Florida Statute § 95.11(2)(b-c) creates a five-year statute of limitations for mortgage foreclosure actions. See Fla.Stat. § 95.11(2)(b-c). The limitations period begins to run either when the last payment of the mortgage is due or, as in this case, when the mortgagee exercises a right to accelerate the total debt because of a default. See Greene v. Bursey, 733 So.2d 1111, 1114-5 (Fla. 4th DCA 1999). Section 95.11(2)(c) does not change the life of the lien or cancel the debt. Rather, it "merely precludes an action to collect on the debt after five years." See Espinoza v. Countrywide Home Loans Servicing, L.P., Case No. 14-20756-CIV-Altonaga, 2014 WL 3845795, at *3 (S.D. Fla. Aug. 5, 2014) (quoting Houck Corp. v. New River, Ltd., 900 So.2d 601, 603 (Fla. 2d DCA 2005). Indeed, Florida Statute § 95.281(1), a statute of repose, governs the duration of a mortgage lien and provides that the lien terminates five years after the date of maturity of the obligation secured by the mortgage. See Fla. Stat. §95.291(1). "A `statute of limitations' is a procedural statute that prevents the enforcement of a cause of action that has accrued . . . Conversely, a `statute of repose' — like that of §95.291(1) — establishes an ultimate date when the lien or mortgage terminates and is no longer enforceable whether a claim has accrued by that date or not." Matos v. Bank of New York, et al., Case No. 14-21943-CIV-Moreno, 2014 WL 3734578 at *3 (S.D. Fla. July 28, 2014) (noting that a `statute of limitations' is a shield that may be used as an affirmative defense; a `statute of repose' is a sword that may terminate a lien); see also Espinoza, 2014 WL 3845795 at *3 (holding that the duration of a lien is governed by a statute of repose). The express maturity date of the Note and Mortgage is November 1, 2036. See Compl. at Ex. B. Accordingly, the Mortgage lien will not terminate until 2041 and Plaintiff's quiet title action is without merit.

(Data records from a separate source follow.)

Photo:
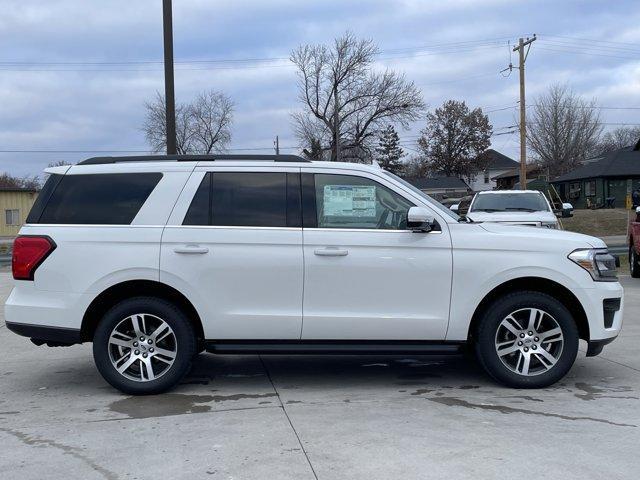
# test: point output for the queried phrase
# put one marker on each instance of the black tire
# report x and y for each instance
(183, 340)
(487, 332)
(634, 262)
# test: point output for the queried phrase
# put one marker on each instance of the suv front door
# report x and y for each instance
(367, 277)
(233, 244)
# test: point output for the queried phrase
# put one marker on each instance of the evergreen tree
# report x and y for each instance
(389, 152)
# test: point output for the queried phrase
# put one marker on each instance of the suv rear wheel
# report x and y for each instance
(144, 345)
(634, 263)
(527, 340)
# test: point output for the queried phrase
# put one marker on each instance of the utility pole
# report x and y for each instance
(523, 109)
(169, 95)
(336, 121)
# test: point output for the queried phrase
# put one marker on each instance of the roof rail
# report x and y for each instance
(192, 158)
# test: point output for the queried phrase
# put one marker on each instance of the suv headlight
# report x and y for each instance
(600, 264)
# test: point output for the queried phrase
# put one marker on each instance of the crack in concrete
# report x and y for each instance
(457, 402)
(34, 441)
(591, 392)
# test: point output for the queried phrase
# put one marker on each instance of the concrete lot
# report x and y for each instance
(319, 417)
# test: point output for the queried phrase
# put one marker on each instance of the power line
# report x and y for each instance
(434, 49)
(557, 50)
(590, 40)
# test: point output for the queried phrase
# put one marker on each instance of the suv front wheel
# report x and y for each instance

In addition to asking the Court to quiet title, Plaintiff asks the Court to declare that Defendant is barred from commencing any foreclosure action under their respective note and mortgage. Plaintiffs misapprehend the law. When a "mortgagee initiates a foreclosure action and invokes its right of acceleration, if the mortgagee's foreclosure action is unsuccessful for whatever reason, the mortgagee still has the right to file later foreclosure actions — and to seek acceleration of the entire debt — so long as they are based on separate defaults." Dorta v. Wilmington Trust National Assoc., 13-cv-185-Oc-10PRL, 2014 WL 1152917, at *2-4 (M.D. Fla. Mar. 24, 2014) (relying on Singleton v. Greymar Assoc., 882 So.2d 1004 (Fla. 2004)(per curium)). Contrary to Plaintiff's assertions, "an unsuccessful foreclosure action does not subsequently render a mortgage forever invalid and unenforceable." Id. Rather, the Note and Mortgage remain enforceable and Defendant still has the right to file foreclosure actions based on separate defaults.
Several decisions from this district address nearly identical class action quiet title complaints. The Court consistently holds that these claims are without merit. See Espinosa, 2014 WL 3845795, at *7 (finding note and mortgage enforceable despite acceleration and later dismissed foreclosure complaint); Matos, 2014 WL 3734578 at *3 (finding that after plaintiff dismissed a foreclosure action, the parties returned to their original positions and the lien remained enforceable); Romero v. SunTrust Mortg., Inc., Case No. 13-CIV-24491-UU, 2014 WL 1623703 (S.D. Fla. Apr. 22, 2014)(despite mortgagee's dismissal of prior foreclosure action, the note and mortgage remained a valid and enforceable lien against the plaintiffs' property); Kaan v. Wells Fargo Bank, N.A., 981 F.Supp.2d 1271, 1274 (S.D. Fla. 2013)(under Florida law, dismissal of mortagee's prior foreclosure action did not invalidate note and mortgage and did not prevent subsequent foreclosure actions for later defaults).